Wheaton will stage its annual New Plays Festival on Saturday and Sunday, April 2 and 3, and one of the works getting its debut will be a piece by Laura Goldstein.
Early preview. I started doing theatre in the eighth grade, and I decided right then and there that I would make a career out of it. When I visited Wheaton, I was blown away by Clinton O’Dell‘s set for “Dracula” and by the friendly-yet-professional atmosphere of the department. I have been involved in productions since my very first semester. Since then, I have built sets, done sound design, been a stagehand, assistant directed, stage managed and acted. And now I’m directing and writing; I’ve discovered that playwriting is really what I want to do with my life.
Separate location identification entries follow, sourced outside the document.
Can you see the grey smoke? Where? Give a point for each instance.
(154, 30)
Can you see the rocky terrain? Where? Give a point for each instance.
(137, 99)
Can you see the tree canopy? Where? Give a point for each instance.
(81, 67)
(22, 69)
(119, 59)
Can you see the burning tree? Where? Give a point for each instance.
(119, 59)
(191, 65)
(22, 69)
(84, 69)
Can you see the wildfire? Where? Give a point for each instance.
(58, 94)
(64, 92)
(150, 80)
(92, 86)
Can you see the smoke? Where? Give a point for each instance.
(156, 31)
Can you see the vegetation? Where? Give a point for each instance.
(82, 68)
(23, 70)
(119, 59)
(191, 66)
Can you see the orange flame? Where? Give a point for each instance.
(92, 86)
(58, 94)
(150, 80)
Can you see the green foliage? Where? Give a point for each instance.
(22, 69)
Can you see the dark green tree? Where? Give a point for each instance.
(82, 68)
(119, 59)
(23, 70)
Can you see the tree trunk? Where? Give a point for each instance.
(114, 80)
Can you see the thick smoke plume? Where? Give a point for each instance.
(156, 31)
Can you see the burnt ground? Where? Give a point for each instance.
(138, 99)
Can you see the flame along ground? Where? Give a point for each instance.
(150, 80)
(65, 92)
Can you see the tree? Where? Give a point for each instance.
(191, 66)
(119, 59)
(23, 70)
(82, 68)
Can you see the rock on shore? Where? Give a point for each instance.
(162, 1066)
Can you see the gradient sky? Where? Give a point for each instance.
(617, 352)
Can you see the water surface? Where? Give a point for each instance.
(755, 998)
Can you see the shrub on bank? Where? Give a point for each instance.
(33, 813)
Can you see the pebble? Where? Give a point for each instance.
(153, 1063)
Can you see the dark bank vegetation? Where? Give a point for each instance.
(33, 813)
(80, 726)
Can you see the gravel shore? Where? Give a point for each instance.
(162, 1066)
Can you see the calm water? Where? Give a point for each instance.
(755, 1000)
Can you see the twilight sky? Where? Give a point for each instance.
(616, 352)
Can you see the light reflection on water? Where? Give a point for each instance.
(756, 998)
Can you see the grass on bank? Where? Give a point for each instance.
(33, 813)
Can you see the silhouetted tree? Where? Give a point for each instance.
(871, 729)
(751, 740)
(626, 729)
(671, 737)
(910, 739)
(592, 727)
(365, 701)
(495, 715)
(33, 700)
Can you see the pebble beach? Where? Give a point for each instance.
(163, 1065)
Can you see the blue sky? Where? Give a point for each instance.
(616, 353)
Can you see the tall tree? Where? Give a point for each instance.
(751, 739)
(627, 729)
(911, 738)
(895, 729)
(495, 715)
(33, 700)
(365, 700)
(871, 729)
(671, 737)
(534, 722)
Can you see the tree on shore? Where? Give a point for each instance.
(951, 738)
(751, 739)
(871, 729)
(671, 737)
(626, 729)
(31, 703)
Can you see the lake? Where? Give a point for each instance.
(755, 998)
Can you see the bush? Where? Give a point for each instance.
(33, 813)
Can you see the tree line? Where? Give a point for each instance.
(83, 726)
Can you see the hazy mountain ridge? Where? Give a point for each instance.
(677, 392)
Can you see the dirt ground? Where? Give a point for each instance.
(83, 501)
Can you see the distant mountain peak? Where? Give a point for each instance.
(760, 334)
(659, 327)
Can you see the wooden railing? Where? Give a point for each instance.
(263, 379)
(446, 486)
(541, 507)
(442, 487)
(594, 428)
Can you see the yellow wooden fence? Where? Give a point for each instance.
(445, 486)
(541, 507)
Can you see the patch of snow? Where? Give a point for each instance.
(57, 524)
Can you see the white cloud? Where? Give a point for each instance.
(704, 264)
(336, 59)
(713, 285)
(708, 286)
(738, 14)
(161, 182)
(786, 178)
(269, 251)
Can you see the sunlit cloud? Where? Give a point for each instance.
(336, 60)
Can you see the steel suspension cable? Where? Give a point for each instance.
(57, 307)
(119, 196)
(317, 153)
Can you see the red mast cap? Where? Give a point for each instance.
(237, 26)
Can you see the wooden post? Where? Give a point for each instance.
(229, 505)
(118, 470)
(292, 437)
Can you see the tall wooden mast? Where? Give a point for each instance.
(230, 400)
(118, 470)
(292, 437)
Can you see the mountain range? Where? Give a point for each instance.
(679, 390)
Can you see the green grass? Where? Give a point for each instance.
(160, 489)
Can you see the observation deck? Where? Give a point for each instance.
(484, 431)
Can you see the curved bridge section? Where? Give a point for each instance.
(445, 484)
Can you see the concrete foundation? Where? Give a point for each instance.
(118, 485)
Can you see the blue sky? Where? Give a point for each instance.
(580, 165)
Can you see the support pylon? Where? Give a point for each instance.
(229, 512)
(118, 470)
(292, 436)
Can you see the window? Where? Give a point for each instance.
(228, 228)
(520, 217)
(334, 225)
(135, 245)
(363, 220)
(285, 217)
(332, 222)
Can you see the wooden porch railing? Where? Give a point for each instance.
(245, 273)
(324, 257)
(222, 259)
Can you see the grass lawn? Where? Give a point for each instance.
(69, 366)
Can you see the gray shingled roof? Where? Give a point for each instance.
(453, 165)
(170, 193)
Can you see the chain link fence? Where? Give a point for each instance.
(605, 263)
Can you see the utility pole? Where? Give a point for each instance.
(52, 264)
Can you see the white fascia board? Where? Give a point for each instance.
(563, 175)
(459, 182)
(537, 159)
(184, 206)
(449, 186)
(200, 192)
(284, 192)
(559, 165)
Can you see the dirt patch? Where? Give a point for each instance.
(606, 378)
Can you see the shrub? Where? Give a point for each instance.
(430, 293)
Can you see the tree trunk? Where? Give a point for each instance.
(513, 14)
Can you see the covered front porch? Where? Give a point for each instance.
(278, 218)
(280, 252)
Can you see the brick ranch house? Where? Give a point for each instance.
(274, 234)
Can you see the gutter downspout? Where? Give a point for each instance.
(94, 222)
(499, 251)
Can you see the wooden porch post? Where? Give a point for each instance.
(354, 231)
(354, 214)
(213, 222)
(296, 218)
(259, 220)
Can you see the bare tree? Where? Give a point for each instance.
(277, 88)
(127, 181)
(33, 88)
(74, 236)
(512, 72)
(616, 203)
The plot. My play is called “The Va-Jay-Jay Play.” It is a dark comedy that follows a feminist superhero, Average Jane, and chronicles her journey through a swarm of politics and media that is increasingly hostile to women. I don’t know exactly what put the idea into my head. But there was a lot of anti-woman sentiment from certain politicians who call themselves feminists.
Inspiring words. [Visiting artist and playwright] Suzan-Lori Parks was really essential in helping me get over my fears and inhibitions about writing and just do it. She gave us a number of “suggestions,” which consisted of everything from “entertain all of your far-out ideas” to “get out of your own way.” In a later discussion, she told us that having an artistic license entitles you to do whatever you want. This was exactly the advice I needed, and it reshaped my ideas about playwriting.
Performance art. Theatre is the original platform for acting out our societal fears and anxieties. It’s this amazing communal art form that involves so many people. It asks the audience to engage rather than to passively watch. And it’s prevailed through centuries and become so many different things. The reason I think I’ve been so drawn to playwriting is that as an activist, it allows me to have a platform to reach many people.
Role playing. In my Theatre and Social Change class, we studied how theatre can be used to facilitate discussions about sexuality, race, gender, religion, and politics. We studied everything from playwrights like Eve Ensler and David Hare to Augusto Boal’s Theatre of the Oppressed, a form that began in Brazil as a means of educating through interactive performances. We also had the opportunity to work with performance artist Tim Miller, whose work deals with issues of sexuality, marriage equality and immigration. Professor Jennifer Madden once told me that all art is political, and I think that I’ve really started to see the truth in that.